97.Construct the Rectangle
For a web developer, it is very important to know how to design a web page’s size. So, given a specific rectangular web page’s area, your job by now is to design a rectangular web page, whose length L and width W satisfy the following requirements:
-
The area of the rectangular web page you designed must equal to the given target area.
-
The width W should not be larger than the length L, which means L >= W.
-
The difference between length L and width W should be as small as possible.
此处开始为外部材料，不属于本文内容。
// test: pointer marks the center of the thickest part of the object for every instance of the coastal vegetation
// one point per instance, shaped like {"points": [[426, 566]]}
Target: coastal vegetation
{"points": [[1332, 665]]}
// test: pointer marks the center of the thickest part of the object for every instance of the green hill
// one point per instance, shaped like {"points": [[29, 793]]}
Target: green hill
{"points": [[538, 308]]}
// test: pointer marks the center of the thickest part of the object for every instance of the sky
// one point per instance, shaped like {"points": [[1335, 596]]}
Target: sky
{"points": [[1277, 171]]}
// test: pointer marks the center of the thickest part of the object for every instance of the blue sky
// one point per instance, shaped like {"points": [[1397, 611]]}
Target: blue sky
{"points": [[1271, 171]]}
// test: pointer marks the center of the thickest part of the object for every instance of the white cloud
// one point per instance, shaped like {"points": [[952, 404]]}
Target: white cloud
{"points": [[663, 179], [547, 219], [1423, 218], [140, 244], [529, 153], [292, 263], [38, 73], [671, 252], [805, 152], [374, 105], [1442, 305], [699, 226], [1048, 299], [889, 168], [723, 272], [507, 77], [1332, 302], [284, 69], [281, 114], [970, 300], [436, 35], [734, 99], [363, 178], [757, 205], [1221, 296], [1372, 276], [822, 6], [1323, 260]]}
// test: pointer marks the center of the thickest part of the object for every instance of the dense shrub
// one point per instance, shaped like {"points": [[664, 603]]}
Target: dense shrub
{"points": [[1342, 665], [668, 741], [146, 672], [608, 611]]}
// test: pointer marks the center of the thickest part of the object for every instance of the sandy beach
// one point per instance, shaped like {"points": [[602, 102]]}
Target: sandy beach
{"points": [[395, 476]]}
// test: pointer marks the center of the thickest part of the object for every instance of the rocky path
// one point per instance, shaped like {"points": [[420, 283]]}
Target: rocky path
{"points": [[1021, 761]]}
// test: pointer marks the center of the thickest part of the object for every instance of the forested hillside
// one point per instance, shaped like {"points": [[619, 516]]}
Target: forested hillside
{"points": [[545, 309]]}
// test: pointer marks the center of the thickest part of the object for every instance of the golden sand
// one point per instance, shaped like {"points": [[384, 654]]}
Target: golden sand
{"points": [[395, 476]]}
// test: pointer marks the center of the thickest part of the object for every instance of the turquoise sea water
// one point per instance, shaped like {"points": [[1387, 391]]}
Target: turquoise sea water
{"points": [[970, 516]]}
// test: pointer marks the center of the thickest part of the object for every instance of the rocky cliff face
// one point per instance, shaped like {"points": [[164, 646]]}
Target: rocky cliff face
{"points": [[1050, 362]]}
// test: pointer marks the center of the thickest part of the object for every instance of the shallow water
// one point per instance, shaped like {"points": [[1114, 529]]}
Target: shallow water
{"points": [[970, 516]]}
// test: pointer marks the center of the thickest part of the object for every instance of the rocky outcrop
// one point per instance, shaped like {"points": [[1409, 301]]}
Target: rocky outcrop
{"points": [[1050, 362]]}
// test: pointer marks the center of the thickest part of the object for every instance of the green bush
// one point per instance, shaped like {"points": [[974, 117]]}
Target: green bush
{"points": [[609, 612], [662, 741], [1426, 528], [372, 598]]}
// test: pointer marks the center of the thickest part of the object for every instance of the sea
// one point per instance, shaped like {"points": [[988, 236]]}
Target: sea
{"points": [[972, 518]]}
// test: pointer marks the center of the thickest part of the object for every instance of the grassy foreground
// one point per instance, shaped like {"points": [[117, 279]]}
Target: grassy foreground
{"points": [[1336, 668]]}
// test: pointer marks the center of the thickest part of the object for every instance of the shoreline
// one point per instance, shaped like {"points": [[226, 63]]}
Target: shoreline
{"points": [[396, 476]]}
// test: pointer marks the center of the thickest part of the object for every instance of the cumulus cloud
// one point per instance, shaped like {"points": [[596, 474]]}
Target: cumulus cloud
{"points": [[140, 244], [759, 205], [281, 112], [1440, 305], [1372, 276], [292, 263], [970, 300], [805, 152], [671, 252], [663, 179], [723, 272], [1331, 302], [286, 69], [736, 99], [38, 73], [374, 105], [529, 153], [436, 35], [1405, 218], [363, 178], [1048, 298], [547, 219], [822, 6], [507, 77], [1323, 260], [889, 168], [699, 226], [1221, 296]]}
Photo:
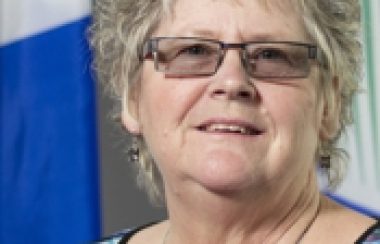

You need to output the length L and the width W of the web page you designed in sequence.
Example:
Input: 4
Output: [2, 2]
Explanation: The target area is 4
and all the possible ways to construct it are [1,4], [2,2], [4,1].
But according to requirement 2, [1,4] is illegal; according to requirement 3,
[4,1] is not optimal compared to [2,2]. So the length L is 2, and the width W is 2.
Note:
- The given area won’t exceed 10,000,000 and is a positive integer
- The web page’s width and length you designed must be positive integers.
97.Analysis
给定面积,要求输出矩形的长款,矩形的长必须大于宽,并且长款之差越小越好
97.Solution-C/C++
class Solution
{
public:
vector<int> constructRectangle(int area)
{
vector<int> re;
int w=0,l=0,dif=0x7fffffff;
for(int i=1;i<=area;i++)
{
if(area%i==0 && area/i>=i)
{
if((area/i-i)<dif)
{
w=i;
l=area/i;
}
}
}
re.push_back(l);
re.push_back(w);
return re;
}
};
97.Solution-Python
class Solution(object):
def constructRectangle(self, area):
"""
:type area: int
:rtype: List[int]
"""
l=0
w=0
re=[]
dif=0x7fffffff
for i in range(1,area+1):
if area%i==0 and (area/i)>=i and ((area/i-i)<dif):
l=area/i
w=i
re.append(l)
re.append(w)
return re
相同的代码放进python中就会出现Memory Limit Exceeded
如果提示超时还能接受,但是提示内存超限这个就不能接受了
既然这样不行就得想起他办法解决.要最快找到长宽之差又小,又能符合目标,那么开方便是最接近的解
class Solution(object):
def constructRectangle(self, area):
"""
:type area: int
:rtype: List[int]
"""
l=0
w=0
re=[]
mid=int(math.sqrt(area))
while mid>0:
if area%mid==0:
l=area/mid
w=mid
re.append(l)
re.append(w)
break;
mid-=1
return re
从开方得到的最接近的数字开始寻找,如果平方数不符合,那么继续往下找.
只要找到一个符合的,那么这个数必为w,另外一个数必为l,c++也可以这么写.
98.Relative Ranks
Given scores of N athletes, find their relative ranks and the people with the top three highest scores, who will be awarded medals: “Gold Medal”, “Silver Medal” and “Bronze Medal”.
Example 1:
Input: [5, 4, 3, 2, 1]
Output: ["Gold Medal", "Silver Medal", "Bronze Medal", "4", "5"]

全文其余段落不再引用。